Di sinilah pentingnya keberadaan Khilafah—institusi pemerintahan Islam yang pernah menaungi umat selama lebih dari 13 abad. Khilafah bukan sekadar bentuk pemerintahan, tetapi institusi pelaksana hukum Allah dan pelindung umat dari musuh-musuhnya. Rasulullah ﷺ menyebut pemimpin dalam Islam sebagai “junnah” (perisai) yang menjadi benteng pelindung bagi umat.
Tanpa Khilafah, umat Islam akan terus tercerai-berai, tidak memiliki kekuatan untuk melawan penjajahan, dan tidak mampu menerapkan Islam secara menyeluruh. Maka, menyadarkan umat akan pentingnya Khilafah adalah bagian dari dakwah yang sangat mendesak hari ini.
Dibutuhkan Jamaah Dakwah yang Istiqamah
Perubahan besar ini tentu tidak bisa dilakukan secara individual.
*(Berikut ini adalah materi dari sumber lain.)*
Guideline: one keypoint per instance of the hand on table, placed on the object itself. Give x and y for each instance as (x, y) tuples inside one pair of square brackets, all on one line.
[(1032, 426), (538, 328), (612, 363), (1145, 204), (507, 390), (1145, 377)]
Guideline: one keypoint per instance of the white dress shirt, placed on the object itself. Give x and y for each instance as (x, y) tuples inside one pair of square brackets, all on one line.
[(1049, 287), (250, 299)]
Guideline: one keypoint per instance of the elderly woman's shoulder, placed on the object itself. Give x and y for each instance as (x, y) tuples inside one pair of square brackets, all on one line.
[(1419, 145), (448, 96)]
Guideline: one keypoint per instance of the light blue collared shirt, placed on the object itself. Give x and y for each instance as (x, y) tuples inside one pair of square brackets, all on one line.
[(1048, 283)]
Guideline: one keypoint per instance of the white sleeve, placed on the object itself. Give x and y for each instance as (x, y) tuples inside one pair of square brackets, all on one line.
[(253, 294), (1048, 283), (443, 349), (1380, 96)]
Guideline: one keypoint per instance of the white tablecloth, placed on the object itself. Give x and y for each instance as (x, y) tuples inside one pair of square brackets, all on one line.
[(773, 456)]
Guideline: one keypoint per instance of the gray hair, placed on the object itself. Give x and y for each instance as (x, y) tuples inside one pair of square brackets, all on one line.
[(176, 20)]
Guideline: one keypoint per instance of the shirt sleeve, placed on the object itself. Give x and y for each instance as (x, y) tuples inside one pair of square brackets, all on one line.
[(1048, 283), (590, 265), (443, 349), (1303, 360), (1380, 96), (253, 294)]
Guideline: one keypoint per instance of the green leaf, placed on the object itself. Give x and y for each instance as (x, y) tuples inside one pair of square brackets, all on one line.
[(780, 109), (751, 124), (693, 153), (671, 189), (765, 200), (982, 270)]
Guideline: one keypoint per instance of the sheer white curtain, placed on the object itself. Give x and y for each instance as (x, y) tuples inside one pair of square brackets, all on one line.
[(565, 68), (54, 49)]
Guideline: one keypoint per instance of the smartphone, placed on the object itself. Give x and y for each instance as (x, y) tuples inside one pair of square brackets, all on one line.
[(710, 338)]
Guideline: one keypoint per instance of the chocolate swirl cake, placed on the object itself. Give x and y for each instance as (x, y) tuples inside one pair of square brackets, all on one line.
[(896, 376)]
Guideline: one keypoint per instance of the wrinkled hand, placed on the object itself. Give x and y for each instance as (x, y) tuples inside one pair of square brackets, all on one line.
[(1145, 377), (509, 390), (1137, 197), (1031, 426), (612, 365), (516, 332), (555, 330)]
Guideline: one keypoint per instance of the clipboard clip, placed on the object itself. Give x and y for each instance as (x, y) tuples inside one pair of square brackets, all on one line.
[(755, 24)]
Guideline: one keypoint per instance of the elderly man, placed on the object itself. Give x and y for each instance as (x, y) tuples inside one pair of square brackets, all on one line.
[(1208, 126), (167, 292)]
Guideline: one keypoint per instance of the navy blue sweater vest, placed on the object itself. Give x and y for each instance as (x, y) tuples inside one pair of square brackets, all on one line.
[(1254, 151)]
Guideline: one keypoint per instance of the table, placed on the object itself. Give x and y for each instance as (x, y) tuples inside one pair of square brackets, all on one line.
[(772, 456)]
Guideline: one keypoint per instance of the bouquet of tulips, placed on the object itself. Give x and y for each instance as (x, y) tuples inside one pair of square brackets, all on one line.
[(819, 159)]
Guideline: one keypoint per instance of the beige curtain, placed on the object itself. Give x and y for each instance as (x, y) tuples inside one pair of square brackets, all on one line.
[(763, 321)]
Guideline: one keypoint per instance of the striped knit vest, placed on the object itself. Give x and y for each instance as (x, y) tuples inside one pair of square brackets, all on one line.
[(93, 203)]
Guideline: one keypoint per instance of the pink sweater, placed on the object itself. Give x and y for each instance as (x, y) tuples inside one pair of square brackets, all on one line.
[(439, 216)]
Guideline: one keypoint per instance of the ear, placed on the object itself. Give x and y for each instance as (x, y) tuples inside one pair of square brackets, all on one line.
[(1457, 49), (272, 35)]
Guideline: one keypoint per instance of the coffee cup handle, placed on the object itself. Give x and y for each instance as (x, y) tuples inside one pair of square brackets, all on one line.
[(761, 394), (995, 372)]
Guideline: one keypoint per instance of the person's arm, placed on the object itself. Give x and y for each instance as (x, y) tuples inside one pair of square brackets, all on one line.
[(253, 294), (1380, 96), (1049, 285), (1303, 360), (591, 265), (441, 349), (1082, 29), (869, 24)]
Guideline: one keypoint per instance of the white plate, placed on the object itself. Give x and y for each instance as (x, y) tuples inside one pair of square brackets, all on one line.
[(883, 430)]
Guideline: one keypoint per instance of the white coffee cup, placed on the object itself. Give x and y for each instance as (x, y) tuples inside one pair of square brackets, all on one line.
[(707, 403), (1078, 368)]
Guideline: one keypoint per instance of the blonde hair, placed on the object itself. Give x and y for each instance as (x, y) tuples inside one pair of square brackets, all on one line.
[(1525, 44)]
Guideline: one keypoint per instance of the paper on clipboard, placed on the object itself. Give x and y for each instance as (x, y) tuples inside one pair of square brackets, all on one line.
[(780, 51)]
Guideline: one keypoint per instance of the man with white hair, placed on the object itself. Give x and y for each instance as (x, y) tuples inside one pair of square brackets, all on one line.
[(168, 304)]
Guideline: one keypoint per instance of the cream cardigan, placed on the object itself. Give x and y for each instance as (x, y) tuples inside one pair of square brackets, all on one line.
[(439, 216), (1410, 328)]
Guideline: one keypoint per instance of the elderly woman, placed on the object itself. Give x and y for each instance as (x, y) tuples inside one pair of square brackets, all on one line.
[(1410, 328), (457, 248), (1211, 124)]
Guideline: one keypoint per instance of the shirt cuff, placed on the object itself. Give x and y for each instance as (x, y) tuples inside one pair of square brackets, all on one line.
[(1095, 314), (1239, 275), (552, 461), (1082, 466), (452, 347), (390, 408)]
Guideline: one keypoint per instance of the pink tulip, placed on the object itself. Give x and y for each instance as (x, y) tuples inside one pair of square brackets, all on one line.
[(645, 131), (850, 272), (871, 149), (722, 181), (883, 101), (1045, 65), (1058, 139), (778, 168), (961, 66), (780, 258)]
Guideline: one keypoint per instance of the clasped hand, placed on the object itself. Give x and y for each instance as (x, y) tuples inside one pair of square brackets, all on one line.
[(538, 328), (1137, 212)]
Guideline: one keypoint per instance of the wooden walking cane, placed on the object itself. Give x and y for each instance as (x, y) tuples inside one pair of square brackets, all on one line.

Dibutuhkan jamaah dakwah—kelompok yang konsisten, ideologis, dan bersih niatnya dalam membina umat. Jamaah ini harus mampu menyampaikan dakwah yang mencerahkan, membongkar kebatilan sistem hari ini, dan membimbing umat menuju perubahan yang hakiki.
Jamaah dakwah bukan hanya sekadar komunitas, tetapi harus memiliki visi perubahan peradaban. Merekalah yang menanamkan kesadaran ideologis, membangun kepercayaan diri umat, dan menyatukan barisan menuju tegaknya Islam kaffah di bawah naungan Khilafah ‘ala minhajin nubuwwah.
Penutup: Menjadi Bagian dari Perubahan
Tahun Baru Hijriah tidak seharusnya hanya diperingati dengan seremoni, pawai obor, atau tausiyah singkat. Ia adalah alarm peradaban, yang mengajak kita merenungi kembali jati diri sebagai Muslim dan memperbarui komitmen untuk menjadi bagian dari kebangkitan umat.
Umat Islam tidak boleh terus menjadi penonton dari penderitaan yang terjadi. Kita harus menjadi bagian dari solusi. Saatnya kita bergerak, menyadari bahwa kemuliaan hanya bisa diraih dengan kembali kepada Islam secara menyeluruh, bukan setengah-setengah.
Mari kita sambut Tahun Baru 1447 Hijriah dengan semangat hijrah yang sejati—hijrah dari keterpurukan menuju kemuliaan, dari sistem kufur menuju sistem Islam, dari diam menjadi aktif berjuang. Karena hanya dengan itulah kita bisa benar-benar mewujudkan kebangkitan umat yang hakiki.